SAINT-JEAN-DE-BEAUREGARD (91) : cimetière

Visité en octobre 2009
mardi 27 octobre 2009
par  Philippe Landru

Il ne vous sera pas difficile et long de retrouver, dans le minuscule cimetière de Saint-Jean-de-Beauregard, la tombe de famille des Terrail.

Y reposent en particulier André TERRAIL (1877-1953), qui avait en 1911 racheter la Tour d’argent à Frédéric Delair. Il en avait fait un des hauts lieux gastronomiques mondiaux avec pour habitués Marcel Proust, Sacha Guitry, Salvador Dalí, Jacqueline Kennedy-Onassis... Il l’avait également considérablement agrandit, lui ajoutant en particulier un sixième étage en 1936 avec grande baie vitrée et vue panoramique sur l’île de la Cité, la Seine et la cathédrale Notre-Dame de Paris.

En 1928, il avait fait construire l’Hôtel George V face à son hôtel particulier au 31 avenue George-V, près de l’avenue des Champs-Élysées, devenu depuis un des palace les plus luxueux de Paris et du monde.

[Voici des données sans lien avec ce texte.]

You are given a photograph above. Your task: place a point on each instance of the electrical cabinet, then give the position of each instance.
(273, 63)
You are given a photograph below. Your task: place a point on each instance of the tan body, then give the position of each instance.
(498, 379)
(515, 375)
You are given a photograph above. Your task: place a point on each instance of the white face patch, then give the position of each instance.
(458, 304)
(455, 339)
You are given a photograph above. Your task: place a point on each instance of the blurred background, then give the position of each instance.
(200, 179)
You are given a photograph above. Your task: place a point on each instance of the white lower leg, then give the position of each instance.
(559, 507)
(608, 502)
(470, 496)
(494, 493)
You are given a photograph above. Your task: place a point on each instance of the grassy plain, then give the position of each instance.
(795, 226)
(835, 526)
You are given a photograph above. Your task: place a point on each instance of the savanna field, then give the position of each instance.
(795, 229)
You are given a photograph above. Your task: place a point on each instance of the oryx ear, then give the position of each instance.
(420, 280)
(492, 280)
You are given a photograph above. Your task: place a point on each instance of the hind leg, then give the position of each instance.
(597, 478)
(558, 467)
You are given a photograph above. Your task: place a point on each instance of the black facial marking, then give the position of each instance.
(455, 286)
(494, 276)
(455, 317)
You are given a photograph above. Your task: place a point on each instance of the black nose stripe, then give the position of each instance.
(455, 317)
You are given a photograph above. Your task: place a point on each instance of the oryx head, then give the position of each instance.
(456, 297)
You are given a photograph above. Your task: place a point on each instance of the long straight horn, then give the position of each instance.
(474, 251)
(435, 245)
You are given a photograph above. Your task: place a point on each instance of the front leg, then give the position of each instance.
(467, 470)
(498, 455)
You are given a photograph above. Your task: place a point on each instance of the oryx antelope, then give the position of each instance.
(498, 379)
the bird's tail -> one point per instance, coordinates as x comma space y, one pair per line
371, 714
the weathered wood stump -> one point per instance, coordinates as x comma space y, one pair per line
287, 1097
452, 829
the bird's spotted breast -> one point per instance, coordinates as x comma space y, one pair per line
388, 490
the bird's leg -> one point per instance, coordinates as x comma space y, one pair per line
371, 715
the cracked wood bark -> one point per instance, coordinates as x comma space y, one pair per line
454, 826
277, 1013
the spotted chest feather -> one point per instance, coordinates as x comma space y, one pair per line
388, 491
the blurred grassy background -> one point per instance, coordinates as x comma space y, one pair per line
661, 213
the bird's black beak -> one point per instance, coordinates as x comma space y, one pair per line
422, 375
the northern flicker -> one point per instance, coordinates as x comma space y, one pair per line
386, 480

Sa récompense fut en 1933 l’obtention de la célèbre 3e étoile du Guide Michelin, l’année même de la création du célèbre guide gastronomique français.

Auprès de lui repose son fils, Claude TERRAIL (1917-2006), qui reprit la direction de l’établissement en 1947. Il s’était déjà fait connaître durant la Seconde Guerre mondiale : l’état-major nazi ayant prit possession des lieux, il avait muré la cave de ses propres mains pour cacher les 500 000 bouteilles qui s’y trouvaient (elles ne furent jamais découvertes), puis s’était engagé volontairement dans la 2e division blindée. A partir de 1947, il poursuivit la politique d’expansion de son père (création des caves de la Tour d’Argent et des Salons Georges V en 1951, ainsi que de l’Orangerie en 1953, il acquit ou créa progressivement de nombreux établissements en France et à l’étranger, dont à New York et Tokyo). Ambitieux, il avait su s’adapter à son époque en inventant au début des années 80 un menu plus accessible pour le repas de midi, destiné aux hommes d’affaires.

Il connut néanmoins des revers : la perte de la 3ème étoile en 1996, puis dix ans plus tard, la rétrogradation à une étoile. La direction de La Tour avait immédiatement contre-attaqué en affirmant qu’elle avait l’intention justement de ne plus paraître dans le guide.

C’est son fils qui dirige actuellement l’établissement.